A cet instant, me vient à l'esprit l'injonction biblique "Zahor", souviens-toi, qui donne tout son sens à cette commémoration, que l'on pourrait traduire par "Mémoire oblige": il ne s'agit pas d'une manifestation mortifère ou revendicative. En ce lieu de mémoire privilégié , à côté des stèles où sont gravés les milliers de noms, les noms de ceux qui, avec des millions d'autres, ne reposent pas dans un cimetière, n'ont aucune place dans aucun cimetière, les noms des Juifs déportés directement depuis le camp de Beaune la Rolande vers Auschwitz- Birkenau, sur ordre du gouvernement de Vichy, notre geste s'inscrit dans la fidélité et le sentiment d'une dette envers ce monde anéanti, il rejoint la tradition juive, moins tournée vers le ressassement du passé que vers la connaissance rigoureuse et la transmission de ce qui fut.
Cette année, nous sommes 70 ans après l'ouverture du camp d'Auschwitz Birkenau.
Mais nous sommes également plus de 70 ans après la "découverte" des autres camps d'extermination.
En juillet 44: Maïdanek , plus de 120.000 Juifs assassinés.
En décembre 42: Tréblinka, plus d'1 million Juifs assassinés en 8 mois.
En décembre 42: Belzec, 600.000 juifs assassinés en 9 mois.
En été 43, Sobibor, plus de 250.000 juifs assassinés en 12 mois.
Dans ces 3 derniers camps, les nazis avaient tout rasé pour ne laisser aucune trace de leurs crimes (planté des arbres et construit des fermes "modèles").
Des rapports clandestins parvenus à Londres dès 1942 ont été volontairement occultés.
De même à Washington.
Il s'agit donc de réfléchir sur ce crime contre l'humanité, perpétré sur le sol européen- ce désastre du monde civilisé dans sa totalité - génocide advenu dans le silence- l'indifférence- des nations: ce silence fut à l'origine du terrible sentiment de solitude ressenti par de si nombreux Juifs de France.
Le secours est venu des organisations juives, des associations caritatives chrétiennes et des Justes des nations, connus ou inconnus.
Car ce qui s'est accompli ici, comme à Pithiviers, était le début d'un génocide- l'anéantissement programmé d'un peuple "en trop", d'une langue, d'une culture, avec la complicité active du régime de Vichy.

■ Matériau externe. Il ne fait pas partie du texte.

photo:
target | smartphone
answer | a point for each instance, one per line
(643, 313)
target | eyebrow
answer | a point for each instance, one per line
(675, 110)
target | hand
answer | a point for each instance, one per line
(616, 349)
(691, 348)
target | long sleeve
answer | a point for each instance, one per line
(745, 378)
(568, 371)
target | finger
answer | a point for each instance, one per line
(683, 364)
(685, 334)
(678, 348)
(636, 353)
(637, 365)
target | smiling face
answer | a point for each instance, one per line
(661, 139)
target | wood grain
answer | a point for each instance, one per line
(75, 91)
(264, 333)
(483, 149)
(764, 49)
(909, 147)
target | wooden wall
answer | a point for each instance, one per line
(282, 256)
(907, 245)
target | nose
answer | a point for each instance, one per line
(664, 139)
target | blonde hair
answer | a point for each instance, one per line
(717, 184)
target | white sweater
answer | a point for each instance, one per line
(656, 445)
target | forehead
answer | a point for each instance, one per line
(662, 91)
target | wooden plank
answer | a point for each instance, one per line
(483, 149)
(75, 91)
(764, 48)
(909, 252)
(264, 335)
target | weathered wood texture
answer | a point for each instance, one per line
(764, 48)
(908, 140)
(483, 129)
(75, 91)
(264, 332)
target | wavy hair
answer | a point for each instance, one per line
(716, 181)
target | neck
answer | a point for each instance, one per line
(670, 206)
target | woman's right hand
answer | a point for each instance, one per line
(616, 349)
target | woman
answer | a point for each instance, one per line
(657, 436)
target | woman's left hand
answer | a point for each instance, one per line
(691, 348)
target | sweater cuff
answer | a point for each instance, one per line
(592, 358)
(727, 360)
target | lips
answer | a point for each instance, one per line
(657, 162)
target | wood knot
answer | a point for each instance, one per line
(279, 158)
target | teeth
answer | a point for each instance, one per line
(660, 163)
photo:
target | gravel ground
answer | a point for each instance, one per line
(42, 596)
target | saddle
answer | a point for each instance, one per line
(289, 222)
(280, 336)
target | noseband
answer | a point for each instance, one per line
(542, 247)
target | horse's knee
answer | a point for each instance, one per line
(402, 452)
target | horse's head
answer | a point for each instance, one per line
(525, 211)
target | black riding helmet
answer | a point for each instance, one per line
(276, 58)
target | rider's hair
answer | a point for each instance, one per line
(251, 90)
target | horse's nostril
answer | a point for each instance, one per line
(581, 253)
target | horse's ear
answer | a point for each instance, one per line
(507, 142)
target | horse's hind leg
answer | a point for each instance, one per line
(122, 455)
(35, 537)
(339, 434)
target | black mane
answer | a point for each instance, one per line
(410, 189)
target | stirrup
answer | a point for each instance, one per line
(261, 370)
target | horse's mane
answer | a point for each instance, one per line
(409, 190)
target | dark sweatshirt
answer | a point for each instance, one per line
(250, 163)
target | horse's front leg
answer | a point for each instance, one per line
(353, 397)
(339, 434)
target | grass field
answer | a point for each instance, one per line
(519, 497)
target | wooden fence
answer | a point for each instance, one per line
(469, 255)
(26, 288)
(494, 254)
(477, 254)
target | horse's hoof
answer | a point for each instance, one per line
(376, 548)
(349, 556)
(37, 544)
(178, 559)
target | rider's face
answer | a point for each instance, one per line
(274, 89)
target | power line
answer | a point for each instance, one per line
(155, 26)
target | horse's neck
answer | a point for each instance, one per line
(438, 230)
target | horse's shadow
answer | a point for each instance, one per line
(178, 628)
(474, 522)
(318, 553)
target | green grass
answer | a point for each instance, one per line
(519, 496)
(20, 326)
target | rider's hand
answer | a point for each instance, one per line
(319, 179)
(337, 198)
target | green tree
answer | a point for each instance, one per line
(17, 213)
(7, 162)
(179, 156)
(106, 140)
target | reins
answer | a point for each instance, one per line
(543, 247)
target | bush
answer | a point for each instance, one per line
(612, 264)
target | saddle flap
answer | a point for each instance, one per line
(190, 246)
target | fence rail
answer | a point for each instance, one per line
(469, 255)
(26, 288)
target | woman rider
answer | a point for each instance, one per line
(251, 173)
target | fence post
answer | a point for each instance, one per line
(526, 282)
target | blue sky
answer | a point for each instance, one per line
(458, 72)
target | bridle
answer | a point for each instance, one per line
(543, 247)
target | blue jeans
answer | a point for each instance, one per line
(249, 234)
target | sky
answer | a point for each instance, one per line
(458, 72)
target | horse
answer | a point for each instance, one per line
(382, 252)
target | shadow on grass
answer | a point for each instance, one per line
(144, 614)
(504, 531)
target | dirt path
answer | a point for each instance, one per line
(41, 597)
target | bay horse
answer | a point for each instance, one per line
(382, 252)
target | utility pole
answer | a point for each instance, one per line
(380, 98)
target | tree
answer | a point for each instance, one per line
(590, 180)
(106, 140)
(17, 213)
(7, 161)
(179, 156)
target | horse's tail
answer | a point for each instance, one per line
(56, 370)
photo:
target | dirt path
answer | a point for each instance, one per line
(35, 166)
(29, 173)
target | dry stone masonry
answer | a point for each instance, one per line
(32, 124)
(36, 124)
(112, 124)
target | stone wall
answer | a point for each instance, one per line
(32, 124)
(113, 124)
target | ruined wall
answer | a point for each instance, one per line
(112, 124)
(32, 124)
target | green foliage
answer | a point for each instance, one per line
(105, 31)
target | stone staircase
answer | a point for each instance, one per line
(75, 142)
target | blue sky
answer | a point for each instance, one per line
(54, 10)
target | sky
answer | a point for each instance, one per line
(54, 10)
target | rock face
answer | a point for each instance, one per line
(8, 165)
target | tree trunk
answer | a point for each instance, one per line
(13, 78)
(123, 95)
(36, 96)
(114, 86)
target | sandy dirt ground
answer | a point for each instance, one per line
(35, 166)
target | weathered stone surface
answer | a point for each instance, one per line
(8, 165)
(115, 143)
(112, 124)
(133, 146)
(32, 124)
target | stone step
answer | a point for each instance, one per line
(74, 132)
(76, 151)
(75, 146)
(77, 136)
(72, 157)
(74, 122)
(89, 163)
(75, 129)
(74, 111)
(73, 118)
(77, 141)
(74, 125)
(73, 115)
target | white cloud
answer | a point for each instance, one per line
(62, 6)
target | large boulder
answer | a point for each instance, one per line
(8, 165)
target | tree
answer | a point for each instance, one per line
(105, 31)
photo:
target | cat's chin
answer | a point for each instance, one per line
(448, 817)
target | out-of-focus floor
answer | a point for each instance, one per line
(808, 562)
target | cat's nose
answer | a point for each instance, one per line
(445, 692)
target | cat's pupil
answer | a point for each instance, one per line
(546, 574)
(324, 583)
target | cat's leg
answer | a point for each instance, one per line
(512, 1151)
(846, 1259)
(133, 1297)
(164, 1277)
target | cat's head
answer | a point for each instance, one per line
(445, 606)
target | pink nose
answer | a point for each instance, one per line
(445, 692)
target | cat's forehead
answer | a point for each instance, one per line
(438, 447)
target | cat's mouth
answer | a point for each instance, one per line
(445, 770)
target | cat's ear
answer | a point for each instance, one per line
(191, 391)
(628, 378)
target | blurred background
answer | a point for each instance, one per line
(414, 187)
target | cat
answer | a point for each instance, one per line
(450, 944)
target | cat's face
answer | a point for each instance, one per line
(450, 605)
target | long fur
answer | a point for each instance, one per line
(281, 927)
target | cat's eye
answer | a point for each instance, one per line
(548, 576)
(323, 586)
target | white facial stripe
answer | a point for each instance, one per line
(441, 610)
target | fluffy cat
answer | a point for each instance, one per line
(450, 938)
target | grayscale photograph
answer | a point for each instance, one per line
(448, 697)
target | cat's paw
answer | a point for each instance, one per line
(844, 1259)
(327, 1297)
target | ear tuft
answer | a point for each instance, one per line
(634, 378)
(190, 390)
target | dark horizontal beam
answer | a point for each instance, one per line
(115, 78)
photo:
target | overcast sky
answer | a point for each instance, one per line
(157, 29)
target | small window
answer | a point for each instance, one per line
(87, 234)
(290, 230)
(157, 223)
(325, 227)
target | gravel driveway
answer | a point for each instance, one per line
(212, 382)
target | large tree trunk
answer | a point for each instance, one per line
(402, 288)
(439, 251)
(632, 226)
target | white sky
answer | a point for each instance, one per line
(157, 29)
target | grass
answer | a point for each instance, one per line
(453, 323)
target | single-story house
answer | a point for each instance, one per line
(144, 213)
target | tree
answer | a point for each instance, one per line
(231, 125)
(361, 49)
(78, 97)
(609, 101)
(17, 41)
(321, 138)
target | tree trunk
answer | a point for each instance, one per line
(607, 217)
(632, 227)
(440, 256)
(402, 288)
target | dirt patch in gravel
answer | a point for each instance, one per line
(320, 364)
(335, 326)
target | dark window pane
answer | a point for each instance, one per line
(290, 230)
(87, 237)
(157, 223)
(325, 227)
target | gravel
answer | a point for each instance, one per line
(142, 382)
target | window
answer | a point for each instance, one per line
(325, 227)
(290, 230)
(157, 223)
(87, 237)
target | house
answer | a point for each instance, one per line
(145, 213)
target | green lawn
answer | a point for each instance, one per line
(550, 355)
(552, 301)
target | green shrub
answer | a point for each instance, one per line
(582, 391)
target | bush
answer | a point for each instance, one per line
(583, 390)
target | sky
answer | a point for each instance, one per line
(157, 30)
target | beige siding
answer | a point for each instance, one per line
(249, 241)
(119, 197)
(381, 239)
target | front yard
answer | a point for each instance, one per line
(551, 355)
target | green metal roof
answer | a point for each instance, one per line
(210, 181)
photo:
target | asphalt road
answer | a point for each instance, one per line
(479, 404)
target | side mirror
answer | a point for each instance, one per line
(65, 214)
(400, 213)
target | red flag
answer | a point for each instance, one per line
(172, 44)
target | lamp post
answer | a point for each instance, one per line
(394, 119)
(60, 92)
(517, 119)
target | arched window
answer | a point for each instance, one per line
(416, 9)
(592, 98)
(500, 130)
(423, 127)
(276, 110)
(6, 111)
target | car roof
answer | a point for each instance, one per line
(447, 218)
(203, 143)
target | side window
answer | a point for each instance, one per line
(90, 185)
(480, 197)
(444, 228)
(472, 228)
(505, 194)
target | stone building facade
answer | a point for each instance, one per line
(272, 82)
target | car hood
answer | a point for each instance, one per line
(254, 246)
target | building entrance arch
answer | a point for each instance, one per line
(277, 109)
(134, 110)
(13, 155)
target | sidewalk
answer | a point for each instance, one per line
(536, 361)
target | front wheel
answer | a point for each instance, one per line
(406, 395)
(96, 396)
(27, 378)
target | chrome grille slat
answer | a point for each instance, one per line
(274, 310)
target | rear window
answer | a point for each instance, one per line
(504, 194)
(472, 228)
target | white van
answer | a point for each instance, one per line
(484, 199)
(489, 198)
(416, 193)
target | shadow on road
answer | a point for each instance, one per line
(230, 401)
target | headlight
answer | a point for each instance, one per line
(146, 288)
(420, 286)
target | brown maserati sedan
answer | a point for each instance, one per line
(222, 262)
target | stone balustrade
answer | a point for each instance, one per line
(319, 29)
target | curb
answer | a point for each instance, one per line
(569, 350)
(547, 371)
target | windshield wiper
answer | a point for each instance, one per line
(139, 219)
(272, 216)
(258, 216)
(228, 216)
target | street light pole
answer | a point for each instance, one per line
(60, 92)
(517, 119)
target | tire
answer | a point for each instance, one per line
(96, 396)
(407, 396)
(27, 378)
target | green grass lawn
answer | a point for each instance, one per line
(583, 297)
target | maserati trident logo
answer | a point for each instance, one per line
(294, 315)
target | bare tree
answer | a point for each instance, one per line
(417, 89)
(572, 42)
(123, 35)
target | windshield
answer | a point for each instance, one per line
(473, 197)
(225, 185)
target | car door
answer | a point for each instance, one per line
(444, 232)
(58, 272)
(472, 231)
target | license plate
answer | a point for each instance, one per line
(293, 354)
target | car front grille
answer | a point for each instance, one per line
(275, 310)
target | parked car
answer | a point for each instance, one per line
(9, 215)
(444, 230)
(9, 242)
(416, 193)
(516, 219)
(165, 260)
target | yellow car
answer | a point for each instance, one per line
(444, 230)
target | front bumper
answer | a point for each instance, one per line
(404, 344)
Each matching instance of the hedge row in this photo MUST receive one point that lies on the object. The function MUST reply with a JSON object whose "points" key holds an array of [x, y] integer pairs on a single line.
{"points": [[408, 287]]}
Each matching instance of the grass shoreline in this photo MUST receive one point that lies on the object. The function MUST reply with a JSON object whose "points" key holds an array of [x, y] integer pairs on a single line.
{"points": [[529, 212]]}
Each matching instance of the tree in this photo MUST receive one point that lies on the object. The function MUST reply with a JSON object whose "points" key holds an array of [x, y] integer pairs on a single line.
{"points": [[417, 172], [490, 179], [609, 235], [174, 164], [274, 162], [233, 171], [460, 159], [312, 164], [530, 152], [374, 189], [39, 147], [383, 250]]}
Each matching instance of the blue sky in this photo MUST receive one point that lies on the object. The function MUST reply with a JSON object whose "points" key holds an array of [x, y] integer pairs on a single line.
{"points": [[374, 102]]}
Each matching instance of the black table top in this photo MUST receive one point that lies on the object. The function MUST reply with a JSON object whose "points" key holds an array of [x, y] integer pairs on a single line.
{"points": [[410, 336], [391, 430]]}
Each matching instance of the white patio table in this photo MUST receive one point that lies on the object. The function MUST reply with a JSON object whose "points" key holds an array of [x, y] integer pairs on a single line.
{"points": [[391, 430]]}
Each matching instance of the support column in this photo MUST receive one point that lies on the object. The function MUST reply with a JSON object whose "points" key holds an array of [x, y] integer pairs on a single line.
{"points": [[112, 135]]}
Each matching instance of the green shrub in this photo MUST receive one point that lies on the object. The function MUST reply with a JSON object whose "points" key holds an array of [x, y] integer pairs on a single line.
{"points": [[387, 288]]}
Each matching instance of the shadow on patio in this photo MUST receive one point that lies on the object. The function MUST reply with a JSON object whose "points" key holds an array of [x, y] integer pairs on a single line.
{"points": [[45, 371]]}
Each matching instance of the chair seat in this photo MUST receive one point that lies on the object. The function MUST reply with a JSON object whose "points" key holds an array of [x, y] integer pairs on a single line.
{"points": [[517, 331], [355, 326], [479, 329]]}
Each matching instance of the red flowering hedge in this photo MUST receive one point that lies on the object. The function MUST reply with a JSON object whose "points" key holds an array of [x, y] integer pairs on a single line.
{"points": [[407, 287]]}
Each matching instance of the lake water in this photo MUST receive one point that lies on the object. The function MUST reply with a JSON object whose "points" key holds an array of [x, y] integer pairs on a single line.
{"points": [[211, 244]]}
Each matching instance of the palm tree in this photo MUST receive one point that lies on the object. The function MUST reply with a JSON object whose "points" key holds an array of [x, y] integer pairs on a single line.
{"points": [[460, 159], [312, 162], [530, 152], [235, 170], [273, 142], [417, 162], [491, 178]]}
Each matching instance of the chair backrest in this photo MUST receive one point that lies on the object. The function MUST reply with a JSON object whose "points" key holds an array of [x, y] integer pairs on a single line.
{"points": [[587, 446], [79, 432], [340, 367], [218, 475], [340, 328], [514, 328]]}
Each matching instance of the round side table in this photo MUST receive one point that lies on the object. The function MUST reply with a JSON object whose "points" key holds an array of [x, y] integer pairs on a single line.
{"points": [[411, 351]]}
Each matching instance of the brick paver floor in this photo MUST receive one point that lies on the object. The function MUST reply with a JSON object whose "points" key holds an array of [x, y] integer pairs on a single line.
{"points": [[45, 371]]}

A la source de notre réflexion, il y a donc l'impératif de la connaissance rigoureuse des faits, de leur chronologie, du cheminement idéologique qui a entrainé la séparation, l'exclusion, l'internement, puis la mise à mort d'une grande partie du Peuple juif.
Dans cette démarche, il s'agit de ne pas raisonner en termes de chiffres, mais de penser à la destruction d'un univers fait d'hommes, de femmes, d'enfants vivants, tout en sachant qu'il y aura toujours quelque chose d'intransmissible dans le calvaire vécu dans les camps de la mort, une mémoire sans paroles, sans images, comme celle des millions d'adultes et d'enfants massacrés par les Einsatzgruppen sur les territoires de l'ex Union soviétique.
Je voudrais, à cet instant, rendre hommage aux survivants, aux disparus et aux vivants, Henry Bulawko, Zalman Brajer et bien d'autres, ceux qui n'ont pas été écoutés après la fin de la guerre, car peu voulaient ou pouvaient les entendre, les croire. "Ils avaient vu ce qu'aucun autre regard humain avait vu" Georges Bensoussan). Ils et elles ont eu le courage de consacrer une grande partie de leur vie à témoigner.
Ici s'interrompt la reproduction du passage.